Monday, November 21, 2011

Fisher Capital Management Investment Strategies>> Economists See Increasing Risk of Another Recession

http://strategies.fishercapitalmanagementstrategies.com/2011/10/11/fisher-capital-management-investment-strategies-economists-see-increasing-risk-of-another-recession/


Disappointing economic information from across the world have increased fears that yet another recession is coming.
New evidence surfaced on Thursday that manufacturing and home sales in the US are weakening. Fisher Capital Management saw that there are also signs that banks in the Europe are being burdened more by the region’s weak economy and debt crisis.
The heightened anxiety triggered a great sell-off in shares resulting to lots of investors seeking safety in US Treasury.
Economists are saying that the weakening economy and the volatility in the stock markets have started to feed on themselves. Constant falls in the prices of stocks reduced business and consumer confidence. Companies and individuals usually then invest and spend less, and when they do, stock prices tend to drop even more.

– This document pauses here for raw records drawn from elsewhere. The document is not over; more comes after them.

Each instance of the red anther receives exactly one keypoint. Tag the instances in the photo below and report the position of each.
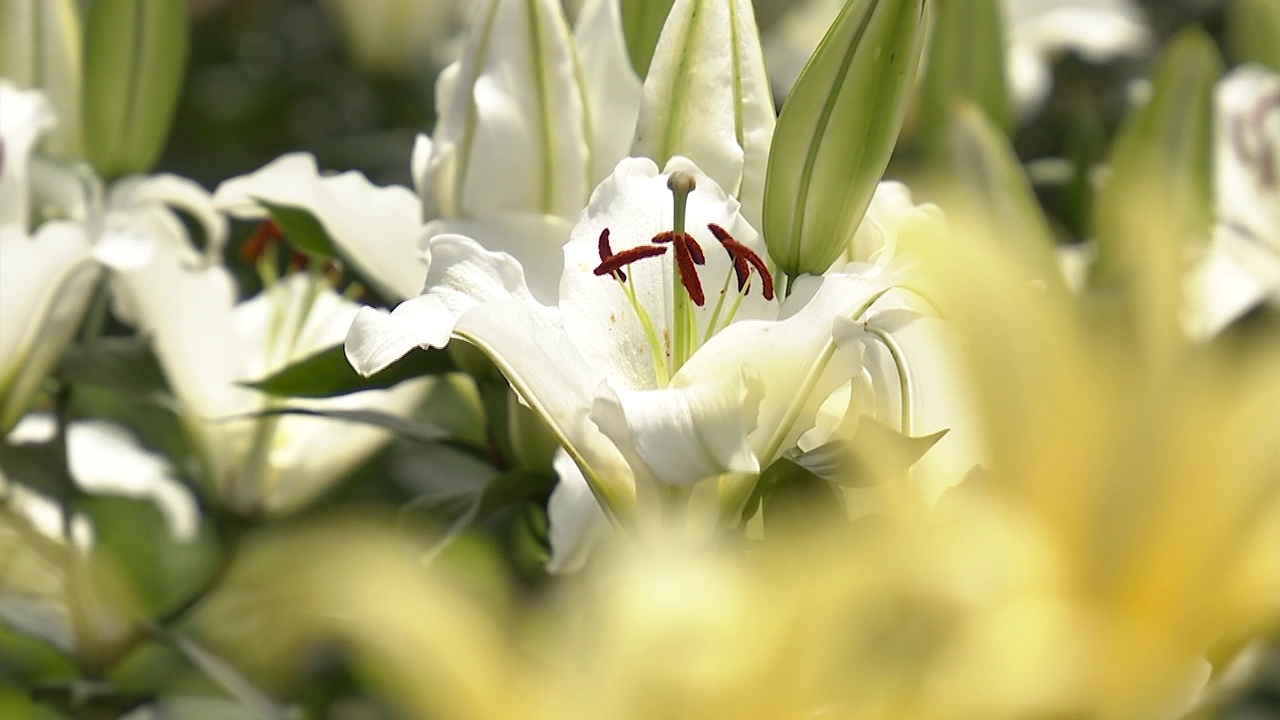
(266, 235)
(741, 256)
(606, 253)
(615, 263)
(689, 273)
(695, 250)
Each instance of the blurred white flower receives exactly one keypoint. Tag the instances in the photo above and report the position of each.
(1036, 31)
(1242, 264)
(209, 343)
(530, 119)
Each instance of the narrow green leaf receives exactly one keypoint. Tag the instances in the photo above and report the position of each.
(407, 429)
(224, 675)
(837, 131)
(301, 229)
(986, 176)
(135, 62)
(328, 374)
(41, 46)
(965, 62)
(123, 364)
(1253, 31)
(641, 24)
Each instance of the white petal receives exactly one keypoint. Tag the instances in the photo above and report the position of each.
(376, 338)
(576, 520)
(609, 83)
(689, 94)
(534, 241)
(635, 205)
(799, 360)
(24, 118)
(512, 133)
(135, 194)
(1247, 154)
(106, 459)
(1234, 276)
(46, 283)
(374, 227)
(684, 434)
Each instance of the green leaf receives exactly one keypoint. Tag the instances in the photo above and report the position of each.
(837, 131)
(301, 229)
(1159, 199)
(407, 429)
(123, 364)
(135, 60)
(641, 24)
(798, 497)
(1253, 32)
(965, 62)
(133, 537)
(984, 172)
(225, 675)
(328, 374)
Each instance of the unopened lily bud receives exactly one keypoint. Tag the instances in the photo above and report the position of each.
(512, 131)
(135, 59)
(965, 62)
(41, 48)
(1157, 201)
(641, 22)
(707, 98)
(1253, 32)
(837, 130)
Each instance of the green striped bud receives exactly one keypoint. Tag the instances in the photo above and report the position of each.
(837, 131)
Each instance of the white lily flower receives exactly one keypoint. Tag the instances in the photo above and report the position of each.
(1242, 264)
(910, 379)
(48, 277)
(39, 557)
(530, 119)
(707, 98)
(648, 377)
(1034, 32)
(209, 343)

According to Morgan Stanley and Bank of America Merrill Lynch, the risk of another recession is now around one in three.
Many investors are getting worried about the weakening economy of Europe and its leaders’ capability to solve the debt crisis. On Thursday,Fisher Capital Management noticed bank stocks in Europe was quick to drop.

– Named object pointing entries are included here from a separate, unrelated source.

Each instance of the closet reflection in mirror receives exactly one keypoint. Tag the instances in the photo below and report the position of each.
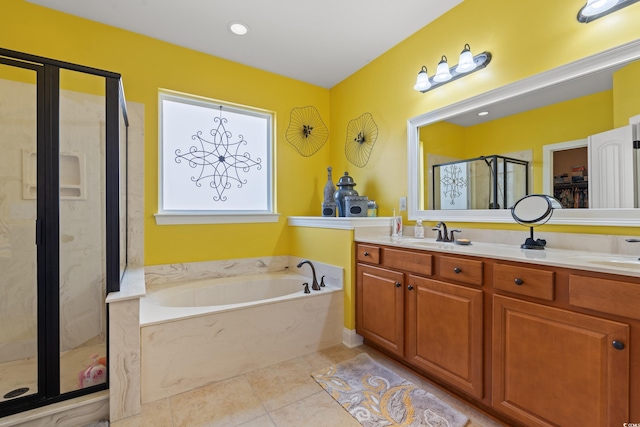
(533, 129)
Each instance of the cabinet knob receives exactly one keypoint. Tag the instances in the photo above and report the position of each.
(618, 345)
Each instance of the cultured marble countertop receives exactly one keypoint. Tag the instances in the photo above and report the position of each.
(590, 261)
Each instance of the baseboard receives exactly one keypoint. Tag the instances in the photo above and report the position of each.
(350, 338)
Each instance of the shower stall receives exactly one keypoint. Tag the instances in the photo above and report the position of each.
(63, 134)
(486, 182)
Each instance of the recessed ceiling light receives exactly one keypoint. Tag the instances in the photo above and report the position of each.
(238, 28)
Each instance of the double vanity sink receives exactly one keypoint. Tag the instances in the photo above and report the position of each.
(534, 337)
(602, 262)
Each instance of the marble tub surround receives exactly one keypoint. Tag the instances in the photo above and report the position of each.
(189, 350)
(168, 274)
(582, 251)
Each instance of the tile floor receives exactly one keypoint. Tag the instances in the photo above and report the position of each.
(24, 373)
(282, 395)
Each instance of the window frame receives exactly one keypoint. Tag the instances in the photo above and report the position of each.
(170, 216)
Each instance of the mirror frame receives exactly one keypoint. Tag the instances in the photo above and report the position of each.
(592, 217)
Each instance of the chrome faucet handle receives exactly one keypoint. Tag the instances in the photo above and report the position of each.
(452, 237)
(445, 233)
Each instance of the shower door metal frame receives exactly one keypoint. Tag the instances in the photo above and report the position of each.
(47, 222)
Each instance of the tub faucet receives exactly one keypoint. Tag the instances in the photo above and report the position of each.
(314, 284)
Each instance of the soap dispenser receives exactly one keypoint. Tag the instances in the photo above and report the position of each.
(418, 230)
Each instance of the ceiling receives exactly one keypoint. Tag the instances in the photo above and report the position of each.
(321, 42)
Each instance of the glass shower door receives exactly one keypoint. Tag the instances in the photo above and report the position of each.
(82, 276)
(18, 250)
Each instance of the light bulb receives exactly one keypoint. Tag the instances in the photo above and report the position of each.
(442, 72)
(422, 82)
(466, 62)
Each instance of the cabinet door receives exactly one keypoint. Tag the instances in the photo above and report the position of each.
(444, 332)
(554, 367)
(380, 307)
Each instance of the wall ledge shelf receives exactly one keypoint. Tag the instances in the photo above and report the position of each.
(338, 223)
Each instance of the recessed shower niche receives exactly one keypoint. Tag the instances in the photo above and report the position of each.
(72, 176)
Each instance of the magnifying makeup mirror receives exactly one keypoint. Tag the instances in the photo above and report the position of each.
(533, 210)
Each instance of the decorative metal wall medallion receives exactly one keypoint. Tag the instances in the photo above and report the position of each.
(361, 136)
(452, 182)
(220, 161)
(306, 132)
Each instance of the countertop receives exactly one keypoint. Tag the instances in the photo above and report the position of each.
(581, 260)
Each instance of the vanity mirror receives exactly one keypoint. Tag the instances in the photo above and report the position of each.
(431, 142)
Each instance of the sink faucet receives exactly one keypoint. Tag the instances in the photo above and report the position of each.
(314, 284)
(441, 237)
(633, 241)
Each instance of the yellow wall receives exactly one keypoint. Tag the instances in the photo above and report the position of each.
(147, 65)
(524, 37)
(626, 90)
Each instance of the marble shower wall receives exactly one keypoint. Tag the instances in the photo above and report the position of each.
(17, 218)
(82, 220)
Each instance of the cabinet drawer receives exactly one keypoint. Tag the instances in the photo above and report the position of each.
(367, 253)
(461, 270)
(413, 262)
(604, 295)
(524, 281)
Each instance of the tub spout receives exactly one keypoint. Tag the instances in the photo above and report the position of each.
(314, 284)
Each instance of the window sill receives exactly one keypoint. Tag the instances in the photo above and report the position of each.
(339, 223)
(194, 218)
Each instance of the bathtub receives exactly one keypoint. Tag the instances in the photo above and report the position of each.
(196, 332)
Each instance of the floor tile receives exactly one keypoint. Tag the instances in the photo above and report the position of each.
(317, 410)
(404, 373)
(284, 383)
(476, 418)
(225, 403)
(264, 421)
(156, 414)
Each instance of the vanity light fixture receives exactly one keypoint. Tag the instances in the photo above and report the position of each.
(595, 9)
(444, 74)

Several sectors of the economy are still steady and strong. For instance, retail sales increased but gas prices have fallen. Job growth has been constant but below what is needed to ease the unemployment rate.

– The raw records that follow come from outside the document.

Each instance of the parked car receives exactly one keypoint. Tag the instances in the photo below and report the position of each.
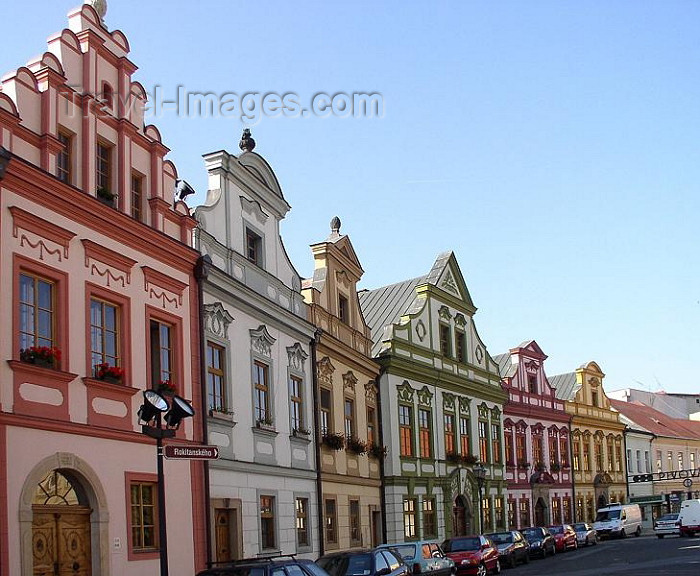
(376, 562)
(564, 537)
(668, 524)
(540, 540)
(423, 557)
(585, 534)
(512, 547)
(473, 555)
(264, 567)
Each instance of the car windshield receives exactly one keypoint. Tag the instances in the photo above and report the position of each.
(462, 545)
(604, 515)
(501, 538)
(341, 565)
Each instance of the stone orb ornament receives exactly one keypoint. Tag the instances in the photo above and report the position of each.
(100, 7)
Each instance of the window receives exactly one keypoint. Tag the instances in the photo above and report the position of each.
(464, 444)
(409, 518)
(405, 430)
(216, 380)
(349, 416)
(37, 309)
(326, 405)
(429, 518)
(424, 433)
(355, 534)
(445, 347)
(103, 177)
(461, 343)
(296, 403)
(143, 517)
(343, 309)
(302, 520)
(331, 522)
(104, 333)
(496, 443)
(483, 441)
(162, 368)
(261, 384)
(267, 522)
(137, 197)
(64, 158)
(449, 422)
(253, 247)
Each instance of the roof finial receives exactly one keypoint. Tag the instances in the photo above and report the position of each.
(247, 144)
(100, 7)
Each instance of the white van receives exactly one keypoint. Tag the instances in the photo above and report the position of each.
(618, 520)
(690, 517)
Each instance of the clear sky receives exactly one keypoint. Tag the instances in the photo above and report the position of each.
(553, 146)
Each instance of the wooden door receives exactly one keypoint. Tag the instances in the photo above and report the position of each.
(61, 541)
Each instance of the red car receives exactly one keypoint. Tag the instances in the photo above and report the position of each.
(564, 537)
(472, 555)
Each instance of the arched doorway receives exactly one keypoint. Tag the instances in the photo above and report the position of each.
(60, 527)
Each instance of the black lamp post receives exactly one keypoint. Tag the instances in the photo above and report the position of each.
(153, 407)
(480, 474)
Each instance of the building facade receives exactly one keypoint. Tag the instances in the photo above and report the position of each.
(597, 441)
(99, 304)
(441, 407)
(536, 438)
(258, 366)
(347, 403)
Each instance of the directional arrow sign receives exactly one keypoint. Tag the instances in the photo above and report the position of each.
(192, 452)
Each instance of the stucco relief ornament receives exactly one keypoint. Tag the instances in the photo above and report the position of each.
(100, 7)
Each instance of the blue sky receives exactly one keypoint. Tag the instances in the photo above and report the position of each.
(553, 146)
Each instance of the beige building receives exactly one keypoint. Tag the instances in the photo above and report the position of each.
(596, 441)
(346, 412)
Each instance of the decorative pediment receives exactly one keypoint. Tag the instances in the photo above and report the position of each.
(425, 397)
(405, 392)
(296, 356)
(217, 320)
(261, 341)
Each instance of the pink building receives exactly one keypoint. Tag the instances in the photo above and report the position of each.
(536, 436)
(95, 272)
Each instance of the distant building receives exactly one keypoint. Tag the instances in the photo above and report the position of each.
(259, 371)
(99, 304)
(598, 465)
(536, 434)
(441, 407)
(347, 406)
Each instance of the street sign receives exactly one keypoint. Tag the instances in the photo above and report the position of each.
(191, 452)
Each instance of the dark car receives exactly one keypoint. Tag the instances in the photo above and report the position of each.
(585, 534)
(377, 562)
(540, 540)
(512, 547)
(473, 555)
(564, 537)
(268, 566)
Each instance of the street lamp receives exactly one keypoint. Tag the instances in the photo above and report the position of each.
(153, 407)
(480, 474)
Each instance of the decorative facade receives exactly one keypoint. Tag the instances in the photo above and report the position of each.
(99, 303)
(259, 372)
(441, 407)
(347, 403)
(598, 464)
(536, 438)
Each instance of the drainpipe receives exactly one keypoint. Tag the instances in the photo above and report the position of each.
(317, 437)
(201, 273)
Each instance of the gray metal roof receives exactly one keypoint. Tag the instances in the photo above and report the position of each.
(565, 385)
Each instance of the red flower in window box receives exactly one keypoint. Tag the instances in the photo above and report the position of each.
(109, 373)
(48, 356)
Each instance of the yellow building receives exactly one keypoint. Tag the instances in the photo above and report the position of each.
(346, 403)
(597, 441)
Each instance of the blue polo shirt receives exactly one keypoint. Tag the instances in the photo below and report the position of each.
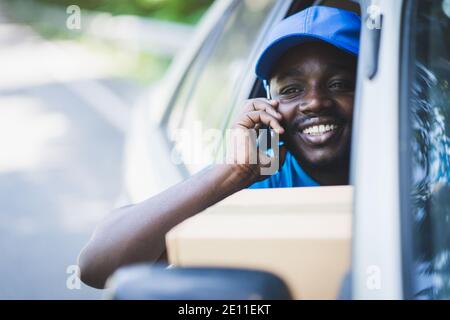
(290, 175)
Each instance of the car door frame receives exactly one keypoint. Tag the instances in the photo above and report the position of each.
(376, 252)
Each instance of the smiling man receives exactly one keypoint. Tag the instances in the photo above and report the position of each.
(309, 65)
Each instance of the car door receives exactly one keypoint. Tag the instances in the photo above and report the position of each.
(425, 149)
(377, 265)
(208, 90)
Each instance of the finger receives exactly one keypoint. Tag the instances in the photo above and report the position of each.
(265, 118)
(263, 105)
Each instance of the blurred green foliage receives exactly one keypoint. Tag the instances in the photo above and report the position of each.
(176, 10)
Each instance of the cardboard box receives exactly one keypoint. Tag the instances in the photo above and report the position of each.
(300, 234)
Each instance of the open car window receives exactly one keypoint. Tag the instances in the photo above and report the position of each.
(427, 119)
(205, 96)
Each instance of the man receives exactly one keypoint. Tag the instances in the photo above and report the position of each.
(309, 65)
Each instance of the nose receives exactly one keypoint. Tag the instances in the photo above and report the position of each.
(315, 102)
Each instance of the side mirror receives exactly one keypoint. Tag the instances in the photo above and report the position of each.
(156, 282)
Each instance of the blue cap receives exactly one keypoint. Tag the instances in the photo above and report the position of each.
(335, 26)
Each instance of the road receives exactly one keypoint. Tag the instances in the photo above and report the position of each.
(63, 122)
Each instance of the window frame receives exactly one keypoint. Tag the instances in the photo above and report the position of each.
(406, 72)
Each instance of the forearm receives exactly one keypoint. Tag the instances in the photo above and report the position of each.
(137, 233)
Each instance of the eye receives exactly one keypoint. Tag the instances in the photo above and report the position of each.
(341, 85)
(291, 91)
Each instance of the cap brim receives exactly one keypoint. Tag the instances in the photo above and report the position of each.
(276, 49)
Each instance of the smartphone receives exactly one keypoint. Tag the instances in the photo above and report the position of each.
(269, 151)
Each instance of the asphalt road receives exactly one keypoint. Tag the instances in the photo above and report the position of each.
(60, 162)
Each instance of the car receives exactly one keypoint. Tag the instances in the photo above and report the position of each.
(400, 165)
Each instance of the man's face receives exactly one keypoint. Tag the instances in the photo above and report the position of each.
(315, 84)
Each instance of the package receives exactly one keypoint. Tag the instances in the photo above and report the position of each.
(301, 235)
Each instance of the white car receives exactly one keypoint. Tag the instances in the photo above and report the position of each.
(400, 165)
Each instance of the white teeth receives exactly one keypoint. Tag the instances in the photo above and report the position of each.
(320, 129)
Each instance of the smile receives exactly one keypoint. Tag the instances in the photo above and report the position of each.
(316, 130)
(321, 132)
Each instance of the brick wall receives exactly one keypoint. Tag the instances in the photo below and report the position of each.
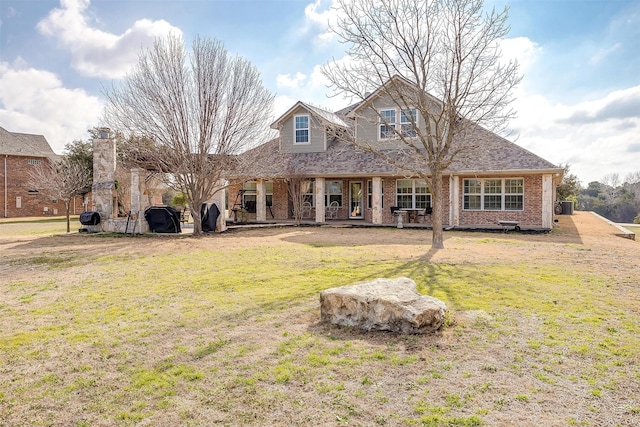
(530, 216)
(31, 204)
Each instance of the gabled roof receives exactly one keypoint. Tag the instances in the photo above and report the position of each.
(324, 116)
(490, 154)
(24, 144)
(350, 112)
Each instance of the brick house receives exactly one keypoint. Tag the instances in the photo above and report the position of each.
(494, 180)
(21, 152)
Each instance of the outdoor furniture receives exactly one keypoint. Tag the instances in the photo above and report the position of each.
(506, 225)
(332, 210)
(398, 213)
(427, 211)
(411, 213)
(306, 210)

And yet, a consumer survey this month shows confidence in the economy dropped to the lowest level in the last 30 years.
An economist at Bank of America Merrill Lynch, Neil Dutta, said that negative indicators, like the Philadelphia Fed index, reflect sentiment more than actual market activity. Numbers on the actual economy, including the number of people looking for unemployment benefits have not decreased as much.
Dutta added, “We’re not yet prepared to say this is the death knell for the economy, though recession risks are obviously increasing.”